Vous savez, je pense que chaque album sera le dernier...

Alors, comme vous vous dites que chaque album sera le dernier on peut penser que Dark Matters ne sera pas le dernier.
Bien vu (rires). Non, vraiment je ne sais pas. Je pense que ça pourrait être le dernier mais qui sait ?

Où en est le projet de film autour du groupe qui avait été annoncé en 2019 ?
Hugh Cornwell [démissionnaire en 1991 pour divergences de vues] a mis son veto pour les droits. On attend sa mort (sic) ou que la décision qui a été rendu dans le cas des Sex Pistols fasse jurisprudence [John Lydon tentait d'interdire la réalisation d'une série biopic de Danny Boyle mais a été débouté]. On verra mais ce n'est pas urgent même si c'est un beau film documentaire.

Vous vivez en France désormais, en tant que Britannique d'origine française vivant en France...
Je vous arrête, je ne suis pas un Britannique français vivant en France, je suis un pied-blanc. En France, vous avez vos pieds-noirs, moi je suis un pied-blanc (rires)...

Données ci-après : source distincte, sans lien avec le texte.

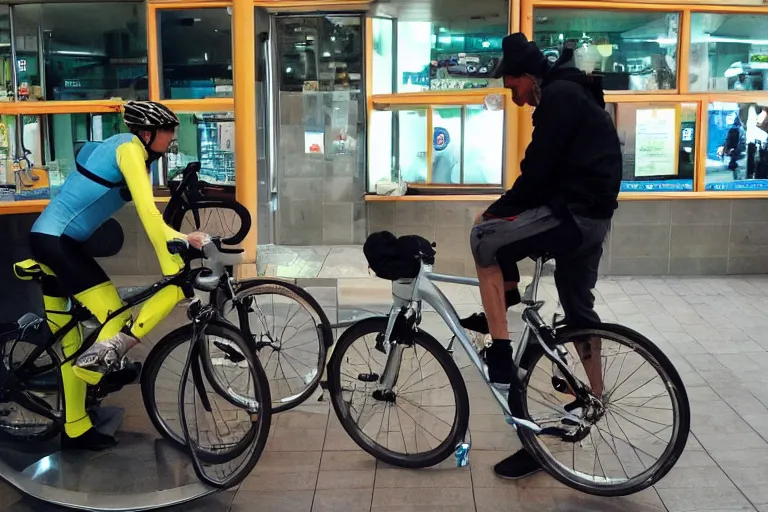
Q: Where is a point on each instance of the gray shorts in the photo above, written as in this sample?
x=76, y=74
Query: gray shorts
x=576, y=244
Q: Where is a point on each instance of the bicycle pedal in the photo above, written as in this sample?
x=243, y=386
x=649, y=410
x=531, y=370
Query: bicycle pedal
x=126, y=375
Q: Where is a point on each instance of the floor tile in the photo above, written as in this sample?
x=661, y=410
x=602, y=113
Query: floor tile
x=280, y=482
x=347, y=461
x=423, y=497
x=432, y=478
x=296, y=440
x=713, y=498
x=288, y=462
x=272, y=501
x=348, y=500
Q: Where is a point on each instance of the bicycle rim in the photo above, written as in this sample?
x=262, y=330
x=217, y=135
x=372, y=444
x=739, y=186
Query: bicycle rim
x=224, y=440
x=291, y=334
x=631, y=446
x=17, y=421
x=425, y=418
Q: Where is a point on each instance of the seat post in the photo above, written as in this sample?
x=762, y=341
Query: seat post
x=533, y=292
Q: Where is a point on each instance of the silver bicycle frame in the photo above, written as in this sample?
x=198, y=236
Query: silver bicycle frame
x=409, y=294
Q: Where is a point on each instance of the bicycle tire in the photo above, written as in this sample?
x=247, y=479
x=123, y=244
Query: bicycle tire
x=261, y=419
x=672, y=381
x=55, y=427
x=152, y=365
x=323, y=328
x=443, y=358
x=180, y=209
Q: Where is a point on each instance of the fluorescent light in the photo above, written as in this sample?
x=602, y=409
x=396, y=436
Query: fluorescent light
x=708, y=38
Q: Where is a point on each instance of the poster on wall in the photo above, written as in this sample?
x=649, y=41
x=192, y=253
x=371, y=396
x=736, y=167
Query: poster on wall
x=226, y=136
x=656, y=141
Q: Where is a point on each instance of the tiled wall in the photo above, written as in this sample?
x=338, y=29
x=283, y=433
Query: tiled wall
x=647, y=238
x=320, y=195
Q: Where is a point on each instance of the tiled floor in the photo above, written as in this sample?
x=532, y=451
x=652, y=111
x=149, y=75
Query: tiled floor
x=715, y=330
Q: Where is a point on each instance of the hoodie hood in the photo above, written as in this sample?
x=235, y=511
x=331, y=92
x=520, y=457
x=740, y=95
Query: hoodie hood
x=565, y=69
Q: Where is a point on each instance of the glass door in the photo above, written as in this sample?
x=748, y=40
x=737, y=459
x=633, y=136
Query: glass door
x=319, y=128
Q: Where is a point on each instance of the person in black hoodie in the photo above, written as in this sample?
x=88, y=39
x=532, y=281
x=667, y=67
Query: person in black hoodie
x=561, y=204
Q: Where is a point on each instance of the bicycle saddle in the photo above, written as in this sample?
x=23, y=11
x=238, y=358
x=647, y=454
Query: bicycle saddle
x=544, y=256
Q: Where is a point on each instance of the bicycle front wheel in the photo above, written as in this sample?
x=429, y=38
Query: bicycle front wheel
x=224, y=406
x=628, y=443
x=424, y=417
x=223, y=387
x=291, y=333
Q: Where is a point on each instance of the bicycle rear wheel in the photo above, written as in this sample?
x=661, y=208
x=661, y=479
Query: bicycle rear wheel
x=422, y=421
x=27, y=401
x=628, y=443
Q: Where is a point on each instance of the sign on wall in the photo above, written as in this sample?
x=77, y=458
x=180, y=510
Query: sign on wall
x=656, y=142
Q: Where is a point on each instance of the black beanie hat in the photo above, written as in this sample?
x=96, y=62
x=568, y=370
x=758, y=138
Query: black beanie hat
x=520, y=57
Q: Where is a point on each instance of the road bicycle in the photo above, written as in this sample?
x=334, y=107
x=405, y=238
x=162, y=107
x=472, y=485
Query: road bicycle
x=291, y=330
x=401, y=396
x=216, y=373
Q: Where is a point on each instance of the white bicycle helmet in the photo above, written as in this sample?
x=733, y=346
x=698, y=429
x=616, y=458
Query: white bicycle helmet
x=148, y=115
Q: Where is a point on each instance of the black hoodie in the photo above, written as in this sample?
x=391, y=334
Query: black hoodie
x=573, y=163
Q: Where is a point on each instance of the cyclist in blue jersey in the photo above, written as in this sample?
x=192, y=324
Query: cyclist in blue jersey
x=109, y=175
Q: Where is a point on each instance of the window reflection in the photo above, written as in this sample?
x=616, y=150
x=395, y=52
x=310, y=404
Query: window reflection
x=634, y=51
x=729, y=52
x=737, y=147
x=483, y=146
x=412, y=145
x=89, y=54
x=208, y=138
x=383, y=56
x=196, y=53
x=658, y=145
x=467, y=146
x=447, y=46
x=320, y=53
x=446, y=145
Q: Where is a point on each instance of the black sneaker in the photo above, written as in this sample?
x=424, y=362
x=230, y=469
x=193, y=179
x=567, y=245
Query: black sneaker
x=498, y=358
x=92, y=440
x=477, y=322
x=518, y=465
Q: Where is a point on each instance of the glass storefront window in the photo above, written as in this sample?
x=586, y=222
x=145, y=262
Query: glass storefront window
x=446, y=145
x=412, y=145
x=324, y=54
x=467, y=146
x=380, y=156
x=6, y=79
x=634, y=51
x=737, y=147
x=658, y=145
x=383, y=55
x=729, y=52
x=483, y=146
x=208, y=138
x=195, y=53
x=444, y=47
x=89, y=54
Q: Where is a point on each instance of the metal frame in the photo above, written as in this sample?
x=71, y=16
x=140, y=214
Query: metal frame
x=408, y=294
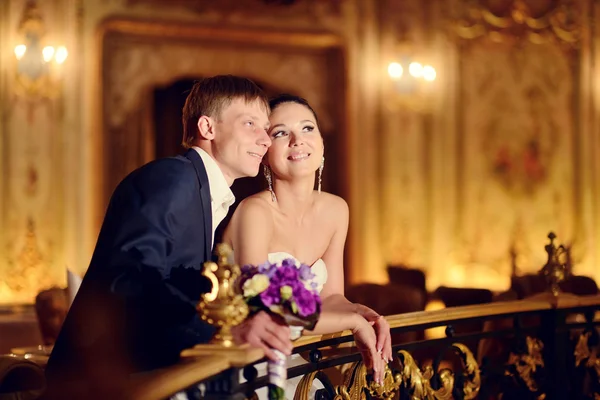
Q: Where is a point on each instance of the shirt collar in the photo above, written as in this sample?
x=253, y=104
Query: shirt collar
x=220, y=193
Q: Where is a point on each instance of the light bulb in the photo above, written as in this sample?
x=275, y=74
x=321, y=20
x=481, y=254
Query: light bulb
x=20, y=51
x=61, y=54
x=429, y=73
x=395, y=70
x=415, y=69
x=47, y=53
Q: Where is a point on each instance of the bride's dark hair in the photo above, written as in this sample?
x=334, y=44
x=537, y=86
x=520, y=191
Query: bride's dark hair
x=290, y=98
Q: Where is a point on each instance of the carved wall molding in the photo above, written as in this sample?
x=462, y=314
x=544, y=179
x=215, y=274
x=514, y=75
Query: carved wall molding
x=510, y=20
x=138, y=56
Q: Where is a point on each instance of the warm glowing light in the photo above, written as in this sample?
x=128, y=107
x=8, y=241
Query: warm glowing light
x=47, y=53
x=429, y=73
x=415, y=69
x=20, y=51
x=395, y=70
x=62, y=53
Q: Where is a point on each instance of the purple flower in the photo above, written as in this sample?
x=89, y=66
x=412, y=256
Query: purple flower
x=285, y=275
x=271, y=296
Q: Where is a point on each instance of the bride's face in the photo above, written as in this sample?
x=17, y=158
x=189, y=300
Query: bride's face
x=297, y=144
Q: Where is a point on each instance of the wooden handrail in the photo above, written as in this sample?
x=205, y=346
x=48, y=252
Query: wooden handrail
x=163, y=383
x=540, y=302
x=204, y=361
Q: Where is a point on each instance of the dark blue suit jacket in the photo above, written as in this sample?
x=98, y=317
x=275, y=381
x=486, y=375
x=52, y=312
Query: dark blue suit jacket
x=136, y=307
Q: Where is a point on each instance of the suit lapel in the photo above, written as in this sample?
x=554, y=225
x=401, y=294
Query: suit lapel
x=194, y=157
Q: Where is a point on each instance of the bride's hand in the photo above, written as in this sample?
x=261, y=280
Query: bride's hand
x=382, y=329
x=366, y=340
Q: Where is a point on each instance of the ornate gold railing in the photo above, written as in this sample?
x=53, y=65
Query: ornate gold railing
x=550, y=351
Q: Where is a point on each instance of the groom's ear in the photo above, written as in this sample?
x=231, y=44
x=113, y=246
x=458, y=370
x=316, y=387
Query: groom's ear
x=206, y=128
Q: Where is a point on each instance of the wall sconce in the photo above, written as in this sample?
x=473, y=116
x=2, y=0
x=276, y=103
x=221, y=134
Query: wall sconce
x=38, y=63
x=412, y=83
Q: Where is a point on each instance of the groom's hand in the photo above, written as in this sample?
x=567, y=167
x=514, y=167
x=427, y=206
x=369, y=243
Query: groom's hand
x=264, y=332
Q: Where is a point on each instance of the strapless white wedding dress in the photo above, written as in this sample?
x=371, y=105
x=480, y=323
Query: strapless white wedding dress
x=320, y=271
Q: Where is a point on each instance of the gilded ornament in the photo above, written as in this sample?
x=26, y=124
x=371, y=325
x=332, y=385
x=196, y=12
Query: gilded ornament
x=222, y=307
x=584, y=356
x=419, y=382
x=559, y=22
x=528, y=363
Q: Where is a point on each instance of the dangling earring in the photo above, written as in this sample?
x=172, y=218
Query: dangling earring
x=267, y=172
x=321, y=173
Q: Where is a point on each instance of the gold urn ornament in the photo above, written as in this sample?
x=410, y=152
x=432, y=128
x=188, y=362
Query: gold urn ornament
x=222, y=307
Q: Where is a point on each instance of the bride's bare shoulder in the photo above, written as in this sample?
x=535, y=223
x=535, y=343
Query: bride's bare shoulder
x=257, y=203
x=333, y=205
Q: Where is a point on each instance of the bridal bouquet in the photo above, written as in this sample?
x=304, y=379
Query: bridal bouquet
x=289, y=290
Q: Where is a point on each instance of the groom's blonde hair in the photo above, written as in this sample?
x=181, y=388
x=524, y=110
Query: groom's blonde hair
x=210, y=96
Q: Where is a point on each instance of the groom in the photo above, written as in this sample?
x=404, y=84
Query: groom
x=136, y=308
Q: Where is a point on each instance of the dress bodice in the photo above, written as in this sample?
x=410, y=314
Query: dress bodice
x=318, y=268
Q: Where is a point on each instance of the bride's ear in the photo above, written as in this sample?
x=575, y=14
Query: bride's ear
x=206, y=128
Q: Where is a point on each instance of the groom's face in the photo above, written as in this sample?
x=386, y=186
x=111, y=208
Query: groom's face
x=241, y=138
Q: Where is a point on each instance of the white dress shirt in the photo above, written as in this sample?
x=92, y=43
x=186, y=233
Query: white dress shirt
x=221, y=196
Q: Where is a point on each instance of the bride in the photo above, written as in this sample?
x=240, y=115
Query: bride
x=292, y=220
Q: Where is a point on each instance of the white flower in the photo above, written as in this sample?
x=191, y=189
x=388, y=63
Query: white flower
x=255, y=286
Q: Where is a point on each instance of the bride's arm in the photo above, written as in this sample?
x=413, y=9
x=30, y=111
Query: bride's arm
x=332, y=294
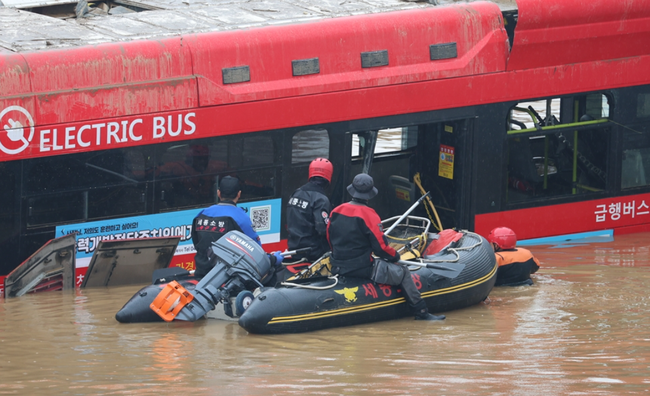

vous êtes aussi un européen convaincu puisque vous avez publié en 1979, un album solo sur l'Europe, Euroman Cometh, où vous prôniez déjà la réunification de l'Allemagne, comment avez-vous vécu le Brexit et ses conséquences ?
Mal. Il a été dit beaucoup de bêtises, on nous a vendu des mensonges. Les Russes étaient derrière beaucoup de ces informations, ils ont de véritables usines à trolls qui disséminent les fausses informations et la division en Occident, comme ils l'ont fait aussi aux États-Unis. C'est une façon de déstabiliser l'Ouest. Je crois qu'un des problèmes, c'est que les gens oublient trop facilement que nous vivons en Europe de l'Ouest la plus longue période de paix de l'Histoire. Ils prennent ça comme acquis et ça ne l'est pas, le monde devient de plus en plus dangereux. OK, ils ont des griefs contre Bruxelles, les règles, la bureaucratie mais sont-elles pires que la désunion et la guerre ? Je pense que les Britanniques vont essayer de faire au mieux avec les conséquences du Brexit mais le monde a besoin d'être uni, pas retranché en tribus. S'il fallait revoter aujourd'hui, en toute connaissance de cause, le résultat du référendum serait bien différent.

Une question sur votre première passion : avant les Stranglers vous vous rêviez en karatéka et vous êtes devenu une sommité mondiale en la matière. Que vous a apporté cette discipline dans votre carrière musicale – en dehors d'un certain ascendant dans vos nombreuses bagarres, bien entendu ?
En dehors de la forme physique, une résilience mentale. Ça calme l'esprit, ça donne une certaine confiance. D'ailleurs puisque vous êtes de Lyon, un de mes premiers héros quand j'étais gosse, c'était un type qui s'entraînait à Lyon et s'appelait Dominique Valera. Il est d'ailleurs toujours en vie. C'est une légende, un type un peu bad boy à une époque mais ça faisait partie de son charme. Les arts martiaux ça donne une épine dorsale, ça finit par faire partie de nous. Ça m'a permis au fil des années de gérer les critiques, ce que je n'arrivais pas trop à faire au début des Stranglers. Aujourd'hui, je m'en fous, c'est grâce au karaté.